Artikel 7 Algemene Bouwregels
7.1 Algemene bepaling m.b.t. ondergronds bouwen
7.2 Ondergeschikte bouwdelen
Bij de toepassing van het bepaalde ten aanzien van het bouwen worden ondergeschikte bouwdelen, als plinten, pilasters, kozijnen, gevelversieringen, ventilatiekanalen, liftschachten, gevel- en kroonlijsten, luifels, uitbouwen, balkons en overstekende daken buiten beschouwing gelaten, mits de overschrijding van bouw-, c.q. bestemmingsgrenzen niet meer dan 1 meter bedraagt.
7.3 Woningbouwdifferentiatie
Minimaal 30% van de woningen binnen het plangebied dient uit sociale huur- en koopwoningen te bestaan.

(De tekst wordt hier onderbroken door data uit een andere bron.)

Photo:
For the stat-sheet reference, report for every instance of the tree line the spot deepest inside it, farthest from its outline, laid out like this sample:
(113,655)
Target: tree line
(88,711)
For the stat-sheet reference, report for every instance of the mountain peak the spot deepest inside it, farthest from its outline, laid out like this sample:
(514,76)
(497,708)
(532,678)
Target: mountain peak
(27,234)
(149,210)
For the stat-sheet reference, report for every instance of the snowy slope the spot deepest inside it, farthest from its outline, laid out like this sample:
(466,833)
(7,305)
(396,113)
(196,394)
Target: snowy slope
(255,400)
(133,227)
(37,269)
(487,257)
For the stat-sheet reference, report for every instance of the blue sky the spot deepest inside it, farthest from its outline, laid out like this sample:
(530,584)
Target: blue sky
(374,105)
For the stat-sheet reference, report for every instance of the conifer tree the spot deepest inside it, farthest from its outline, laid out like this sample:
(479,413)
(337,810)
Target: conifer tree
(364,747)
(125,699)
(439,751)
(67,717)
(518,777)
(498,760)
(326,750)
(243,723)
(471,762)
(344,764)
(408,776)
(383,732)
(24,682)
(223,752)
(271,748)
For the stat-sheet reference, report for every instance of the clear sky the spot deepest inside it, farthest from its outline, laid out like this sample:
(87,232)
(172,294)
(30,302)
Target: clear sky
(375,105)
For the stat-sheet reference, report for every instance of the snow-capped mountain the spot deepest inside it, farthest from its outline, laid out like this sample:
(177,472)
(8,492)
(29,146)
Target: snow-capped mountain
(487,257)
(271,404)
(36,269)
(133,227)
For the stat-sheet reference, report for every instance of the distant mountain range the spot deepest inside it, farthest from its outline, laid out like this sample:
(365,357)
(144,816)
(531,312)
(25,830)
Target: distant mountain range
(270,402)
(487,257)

Artikel 8 Algemene Ontheffingsregels
8.1 Algemene ontheffing
Burgemeester en wethouders kunnen ontheffing verlenen van:
- a. de bestemmingsbepalingen en toestaan dat het beloop of het profiel van wegen of de aansluiting van wegen onderling in geringe mate wordt aangepast, indien de verkeersveiligheid en/of -intensiteit daartoe aanleiding geeft;
- b. de bestemmingsbepalingen en toestaan dat bouwgrenzen worden overschreden, indien een meetverschil daartoe aanleiding geeft;
- c. de bestemmingsbepalingen ten aanzien van de bouwhoogte van bouwwerken, geen gebouwen zijnde, en toestaan dat de bouwhoogte van de bouwwerken, geen gebouwen zijnde, wordt vergroot tot maximaal 10 meter.

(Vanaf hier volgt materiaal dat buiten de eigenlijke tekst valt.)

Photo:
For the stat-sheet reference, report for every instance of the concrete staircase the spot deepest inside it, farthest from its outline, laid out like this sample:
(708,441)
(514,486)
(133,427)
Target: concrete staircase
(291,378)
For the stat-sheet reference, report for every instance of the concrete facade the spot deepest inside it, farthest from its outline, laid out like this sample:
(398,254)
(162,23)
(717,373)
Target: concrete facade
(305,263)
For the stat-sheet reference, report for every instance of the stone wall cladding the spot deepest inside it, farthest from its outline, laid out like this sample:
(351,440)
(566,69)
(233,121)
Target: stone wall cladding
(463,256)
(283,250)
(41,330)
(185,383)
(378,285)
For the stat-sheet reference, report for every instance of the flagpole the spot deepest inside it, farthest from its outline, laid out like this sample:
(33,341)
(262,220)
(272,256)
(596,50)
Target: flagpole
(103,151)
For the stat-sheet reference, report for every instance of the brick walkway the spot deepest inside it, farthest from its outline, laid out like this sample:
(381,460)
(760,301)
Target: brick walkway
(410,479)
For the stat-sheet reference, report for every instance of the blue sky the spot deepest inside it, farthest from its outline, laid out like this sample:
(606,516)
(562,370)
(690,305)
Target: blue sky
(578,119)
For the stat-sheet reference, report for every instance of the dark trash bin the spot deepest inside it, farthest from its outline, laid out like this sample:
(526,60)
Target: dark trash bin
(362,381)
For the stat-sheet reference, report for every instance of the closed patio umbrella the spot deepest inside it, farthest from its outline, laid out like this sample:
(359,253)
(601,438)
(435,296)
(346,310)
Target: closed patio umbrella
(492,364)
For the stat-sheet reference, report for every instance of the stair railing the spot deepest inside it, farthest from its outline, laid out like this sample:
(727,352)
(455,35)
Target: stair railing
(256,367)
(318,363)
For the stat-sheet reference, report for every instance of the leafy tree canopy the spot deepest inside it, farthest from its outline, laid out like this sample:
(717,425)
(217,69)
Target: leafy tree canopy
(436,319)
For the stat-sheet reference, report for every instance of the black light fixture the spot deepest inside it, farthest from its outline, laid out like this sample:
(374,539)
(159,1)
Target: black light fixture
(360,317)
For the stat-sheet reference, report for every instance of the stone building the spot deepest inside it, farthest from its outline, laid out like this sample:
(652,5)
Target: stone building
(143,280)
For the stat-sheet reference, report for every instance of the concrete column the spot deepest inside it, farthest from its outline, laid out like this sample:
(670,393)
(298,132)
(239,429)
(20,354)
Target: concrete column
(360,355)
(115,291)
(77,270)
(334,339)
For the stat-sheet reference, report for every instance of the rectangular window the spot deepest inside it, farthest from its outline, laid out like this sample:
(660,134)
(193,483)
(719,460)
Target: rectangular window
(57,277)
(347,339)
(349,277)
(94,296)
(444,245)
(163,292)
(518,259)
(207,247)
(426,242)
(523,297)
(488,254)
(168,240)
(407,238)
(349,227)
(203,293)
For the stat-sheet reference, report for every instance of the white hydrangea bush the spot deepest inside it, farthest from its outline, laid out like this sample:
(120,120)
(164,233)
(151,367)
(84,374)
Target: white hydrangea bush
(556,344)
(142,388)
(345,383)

8.2 Ontheffing Bed and Breakfast
Burgemeester en wethouders kunnen ontheffing verlenen ten behoeve van een Bed and Breakfast onder de volgende voorwaarden:
- a. het gebruik moet naar aard met het karakter van de omgeving in overeenstemming zijn;
- b. de functie mag niet een zodanig verkeersaantrekkende werking hebben dat deze kan leiden tot een nadelige beïnvloeding van de normale afwikkeling van het verkeer;
- c. er mogen geen bezwaren vanuit milieukwaliteit tegen de ontheffing bestaan.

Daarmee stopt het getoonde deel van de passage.